INTRODUCTION: Primary Immune thrombocytopenia (ITP) in the elderly is a major clinical challenge which is increasingly frequent due to global ageing population. MATERIALS AND METHODS: To describe baseline ITP features, management, and outcome, a centralized electronic database was established, including data of 451 patients aged ≥60 years that were treated from 2000 onwards and were observed for ≥1 year (total observation of 2704 patient-years). RESULTS: At ITP diagnosis, median age was 71.1 years (age ≥ 75: 42.8%); 237 (53.9%) patients presented with haemorrhages (grade ≥ 3: 7.5%). First-line therapy included prednisone (82.9%), dexamethasone (14.6%), thrombopoietin-receptor agonists (TRAs, 1.3%), and oral immunosuppressive agents (1.1%). Prednisone starting dose ≥1 mg/kg/d (p = .01) and dexamethasone 40 mg/d (p < .001) were mainly reserved to patients aged 60-74, who were more treated with rituximab (RTX, p = .02) and splenectomy (p = .03) second-line. Overall response rates to first and second-line therapies were 83.8% and 84.5%, respectively, regardless of age and treatment type/dose. A total of 178 haemorrhages in 101 patients (grade ≥ 3: n. 52, 29.2%; intracranial in 6 patients), 49 thromboses in 43 patients (grade ≥ 3: n. 26, 53.1%) and 115 infections in 94 patients (grade ≥ 3: n. 23, 20%) were observed during follow-up.

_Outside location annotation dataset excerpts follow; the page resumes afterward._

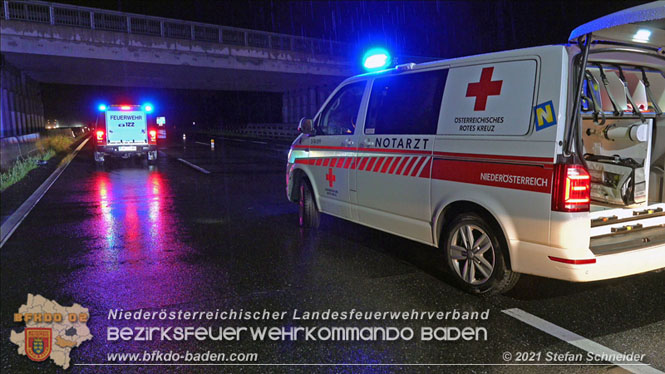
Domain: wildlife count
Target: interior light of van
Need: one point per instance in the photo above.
(572, 189)
(376, 58)
(642, 35)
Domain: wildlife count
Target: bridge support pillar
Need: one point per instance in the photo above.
(304, 102)
(21, 104)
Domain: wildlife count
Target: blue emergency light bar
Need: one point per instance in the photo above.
(376, 59)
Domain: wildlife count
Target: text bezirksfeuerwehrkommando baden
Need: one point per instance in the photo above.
(295, 315)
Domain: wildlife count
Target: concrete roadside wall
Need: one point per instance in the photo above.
(278, 131)
(15, 147)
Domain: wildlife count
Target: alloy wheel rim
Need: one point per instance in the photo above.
(472, 254)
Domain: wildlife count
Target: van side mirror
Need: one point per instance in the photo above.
(305, 126)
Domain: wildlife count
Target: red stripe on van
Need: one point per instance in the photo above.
(519, 177)
(402, 165)
(409, 165)
(370, 164)
(417, 167)
(426, 170)
(476, 156)
(392, 168)
(378, 164)
(386, 164)
(363, 163)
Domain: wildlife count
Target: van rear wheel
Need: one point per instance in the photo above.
(308, 214)
(475, 255)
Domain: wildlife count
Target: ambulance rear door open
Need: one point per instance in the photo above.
(619, 125)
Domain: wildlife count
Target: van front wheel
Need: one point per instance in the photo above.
(475, 256)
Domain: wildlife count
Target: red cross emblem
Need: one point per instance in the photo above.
(330, 177)
(481, 90)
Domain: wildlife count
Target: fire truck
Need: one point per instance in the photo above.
(125, 131)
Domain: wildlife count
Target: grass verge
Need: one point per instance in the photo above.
(47, 148)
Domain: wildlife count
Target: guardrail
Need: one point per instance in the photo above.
(99, 19)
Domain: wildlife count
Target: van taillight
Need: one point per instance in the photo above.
(572, 185)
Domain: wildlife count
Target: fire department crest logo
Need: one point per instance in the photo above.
(38, 343)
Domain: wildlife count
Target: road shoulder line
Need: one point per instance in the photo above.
(12, 223)
(579, 341)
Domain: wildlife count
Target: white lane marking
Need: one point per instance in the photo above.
(202, 170)
(579, 341)
(12, 223)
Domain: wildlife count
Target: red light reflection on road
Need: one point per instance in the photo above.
(137, 249)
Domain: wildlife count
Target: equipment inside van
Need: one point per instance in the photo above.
(547, 160)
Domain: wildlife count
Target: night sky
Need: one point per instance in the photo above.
(441, 29)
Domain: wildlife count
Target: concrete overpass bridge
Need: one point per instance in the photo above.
(65, 44)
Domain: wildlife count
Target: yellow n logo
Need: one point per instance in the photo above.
(545, 115)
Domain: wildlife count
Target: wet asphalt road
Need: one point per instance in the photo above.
(169, 237)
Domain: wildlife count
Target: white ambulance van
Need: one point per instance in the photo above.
(546, 161)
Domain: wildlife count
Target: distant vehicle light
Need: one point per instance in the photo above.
(376, 58)
(642, 35)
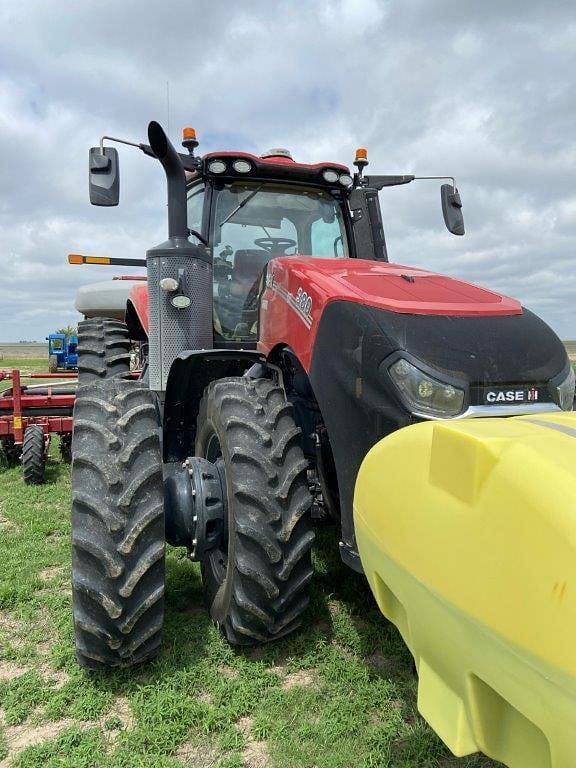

Incidence rates of complications per 100 patient-years were: 4.5 (haemorrhages, grade ≥ 3: 1.7), 1.7 (thromboses, grade ≥ 3: 0.9), and 3.9 (infections, grade ≥ 3: 0.7). TRAs use were associated with reduced risk of bleeding and infections, while cardiovascular risk factors (particularly, diabetes) significantly predicted thromboses and infections. CONCLUSIONS: Age-adapted treatment strategies are required in elderly and very elderly patients.